Persuadem-se muitos, e alguns mo-confesáram, que só a Vulgata merece autoridade. isto é, porque nam estudáram a materia. Convem todos os Teologos de boa doutrina, que o Concilio Tridentino, quando declarou Autentica, a nosa Vulgata; só a-preferio, às outras Vulgatas Latinas: mas nam a-preferio, nem a-comparou com as Fontes, Grega, e Ebraica. De que vem, que estas conservam oje, toda a sua autoridade: e por-elas se-emendou a Vulgata, no-tempo de Sixto V., e Clemente VIII. e ainda oje se-pode emendar, em varias coizas, que nela advertem os omens doutos. E por-este principio fica claro, que pode aver grande utilidade, e necesidade, em consultar as ditas Fontes.
Alem da-Escritura, temos os SS.Padres da-Igreja Grega, que escrevèram na sua lingua. O Teologo todos os instantes tem necesidade, de consultar estes Originais: porque as Versoens nem sempre sam fieis. Muito mais porque nam se-ignoram as controversias, que todos os dias nacem, nas escolas Catolicas, sobre as palavras dos-Padres, e dos-Concilios. Alem diso, o Jurista tem necesidade do-Grego, para alcansar o verdadeiro sentido, de muitas constituisoens Imperiais; que foram escritas em Grego. O Canonista o mesmo: vistoque deve procurar, as fontes da-Diciplina Ecleziastica: a qual pola maior parte, determinou-se nos-Concilios: muitos dos-quais celebráram-se no-Oriente: e ainda algum no-Ocidente, em Grego; como o Florentino no-tempo de Eugenio IV. Tambem para intender, o Decreto de Graciano, que se-funda todo, sobre a antiga Diciplina: e os mesmos PP. Gregos. O Medico tem necesidade do-Grego, para intender as obras, de Ipocrates: para ver o que dise Galeno, e Areteo de Capadocia; que, despois de Ipocrates, foi o melhor Medico dos-seus tempos: e alguns outros.

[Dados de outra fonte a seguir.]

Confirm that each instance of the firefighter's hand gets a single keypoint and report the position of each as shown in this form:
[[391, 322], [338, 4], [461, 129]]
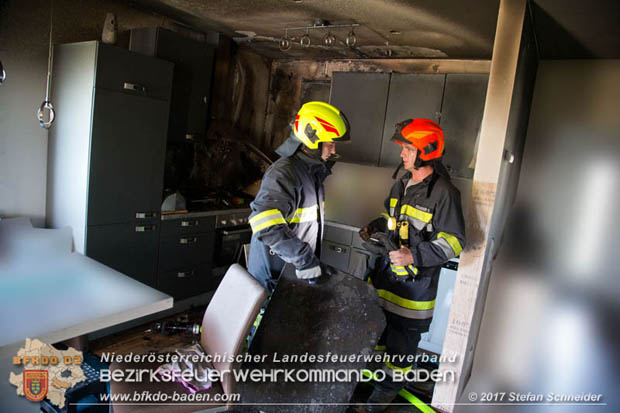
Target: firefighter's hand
[[309, 273], [366, 232], [401, 257]]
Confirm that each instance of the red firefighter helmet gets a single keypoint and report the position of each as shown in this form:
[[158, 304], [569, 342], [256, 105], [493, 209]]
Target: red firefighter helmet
[[424, 134]]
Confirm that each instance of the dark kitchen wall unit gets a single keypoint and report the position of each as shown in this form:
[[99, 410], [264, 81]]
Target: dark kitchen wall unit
[[375, 102], [191, 85], [106, 153], [362, 97], [461, 115]]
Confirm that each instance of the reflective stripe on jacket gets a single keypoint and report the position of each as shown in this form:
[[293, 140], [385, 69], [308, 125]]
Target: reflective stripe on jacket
[[430, 223], [287, 217]]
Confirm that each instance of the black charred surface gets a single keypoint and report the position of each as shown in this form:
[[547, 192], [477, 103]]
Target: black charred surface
[[340, 316]]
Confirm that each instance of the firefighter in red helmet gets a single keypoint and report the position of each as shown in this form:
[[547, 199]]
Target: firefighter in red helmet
[[424, 225]]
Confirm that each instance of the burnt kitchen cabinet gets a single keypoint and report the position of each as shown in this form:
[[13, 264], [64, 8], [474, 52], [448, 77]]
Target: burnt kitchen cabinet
[[191, 84], [362, 97], [375, 102], [410, 95], [130, 248], [461, 116], [186, 256], [127, 158], [106, 153]]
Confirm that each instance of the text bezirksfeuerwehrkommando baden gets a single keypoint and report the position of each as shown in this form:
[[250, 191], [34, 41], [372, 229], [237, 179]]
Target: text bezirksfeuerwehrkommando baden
[[275, 358]]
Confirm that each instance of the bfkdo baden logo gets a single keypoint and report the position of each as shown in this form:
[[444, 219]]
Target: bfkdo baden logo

É tambem necesaria ao Medico, para intender a Anatomia, e suas partes, cujos nomes sam Gregos: nam avendo Ciencia, em que se-encontrem mais nomes Gregos: como tambem para intender os nomes, de muitas infermidades. Nisto cuido que convirám sem dificuldade, os mesmos Peripateticos, se quizerem examinar o cazo. Mas eu paso adiante, e digo, que as Letras Umanas, e ainda a mesma Latinidade, nam se-pode intender bem, sem alguma noticia do-Grego. Os Romanos adotáram infinitos termos Gregos: cuja propria significasam nam se-alcansa, sem saber o Grego. As mesmas declinasoens, a dezinencia de muitos Verbos, pedem alguma erudisam Grega. mas isto só o-intende, quem se-familiariza com o Latim.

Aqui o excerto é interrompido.